Idee che, in alcune parti del mondo, sono già messe in pratica. In Costa Rica, ad esempio, l’organizzazione Raising Coral sta utilizzando una tecnica di propagazione dei coralli, che funziona più o meno così: si prelevano piccoli campioni di coralli, si lasciano crescere in un vivaio subacqueo e, una volta ‘pronti’ (dopo sei-dieci mesi), le colonie sono pronte per essere ripiantate sulla barriera corallina danneggiata. Lo stesso processo adottato dalla Reef restoration foundation (Rrf), un’organizzazione senza scopo di lucro che con i suoi vivai offshore al largo della Fitzroy Island è riuscita nel corso degli anni a far riprodurre per la prima volta i coralli Acropora, considerati fra i principali in tutta la Barriera.
I ricercatori dell’università di Hong Kong, invece, hanno optato per una soluzione più tecnologica. Nel parco marino di Hoi Ha Wan, in gran parte danneggiato dall’inquinamento e dal violento tifone del 2018, gli esperti hanno installato “piastrelle” in terracotta stampate in 3D, progettate per aiutare i coralli a crescere, dandogli un nuovo fondo su cui “mettere radici”. La forma della base aiuta i coralli a crescere verso l’alto, attirando a sé vita marina. Un metodo, a detta dei ricercatori, che può aiutarli a ricrescere anche nelle aree in cui è completamente scomparso.

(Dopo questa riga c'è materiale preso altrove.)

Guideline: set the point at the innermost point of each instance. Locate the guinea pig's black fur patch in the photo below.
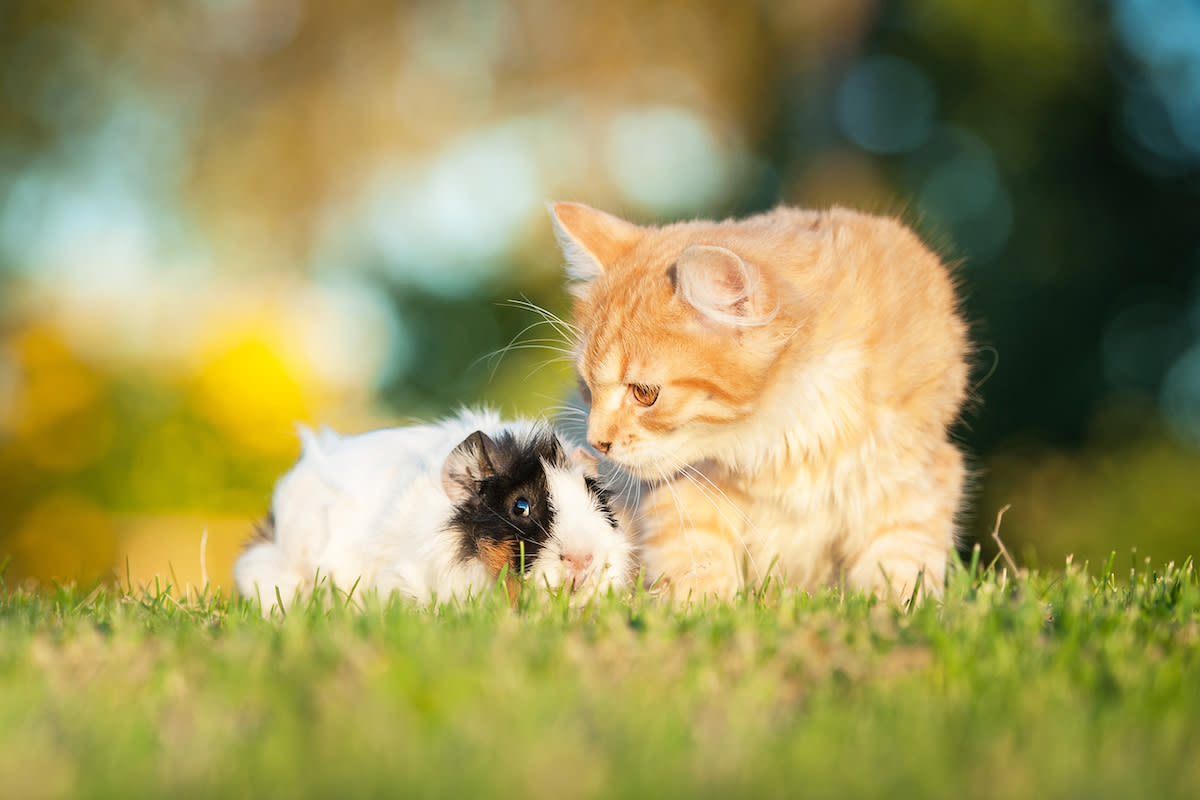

Perché agli esperti di tutto il mondo interessa così tanto la salute dei coralli? Secondo il Global fund for coral reefs (rapporto 2021), la barriera corallina, oltre che a garantire la conservazione della biodiversità, fornisce sostentamento a circa un miliardo di persone grazie, principalmente, al turismo e alla pesca. Tra l’altro ha l’enorme merito di riuscire a difendere le coste dalle tempeste come non è in grado di fare alcuna struttura costruita dall’uomo.

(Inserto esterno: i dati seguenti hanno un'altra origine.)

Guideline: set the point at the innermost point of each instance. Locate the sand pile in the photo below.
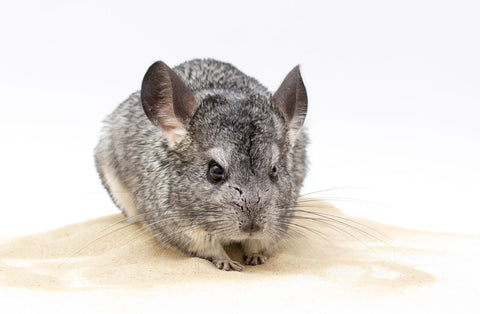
(336, 269)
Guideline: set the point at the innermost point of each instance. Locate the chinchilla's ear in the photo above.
(167, 101)
(291, 99)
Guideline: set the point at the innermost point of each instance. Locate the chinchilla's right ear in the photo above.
(167, 101)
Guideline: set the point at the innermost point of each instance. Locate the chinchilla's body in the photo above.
(206, 156)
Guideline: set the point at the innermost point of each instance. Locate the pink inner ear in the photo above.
(167, 101)
(291, 98)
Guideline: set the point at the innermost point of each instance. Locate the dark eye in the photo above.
(215, 172)
(273, 173)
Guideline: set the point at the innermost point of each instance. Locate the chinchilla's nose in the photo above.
(251, 227)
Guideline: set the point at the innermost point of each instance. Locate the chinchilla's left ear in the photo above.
(291, 99)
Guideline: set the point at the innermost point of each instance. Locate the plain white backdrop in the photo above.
(394, 97)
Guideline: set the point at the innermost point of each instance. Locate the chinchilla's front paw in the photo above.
(227, 264)
(255, 259)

Poi c’entra pure la nostra salute. Gli esseri umani e i coralli condividono infatti un patrimonio genetico comune. Quello dell’Acropora ha, per esempio, il quarantotto per cento di corrispondenza con quello di un individuo. Garantire la sopravvivenza della barriera corallina, e quindi darci la possibilità di studiarla, apre molte prospettive per la ricerca medica. Perciò ben vengano i ministri coraggiosi e i trattati internazionali sugli oceani: d’altronde a rischiare di annegare in mezzo a tutto questo mare ci siamo pure noi.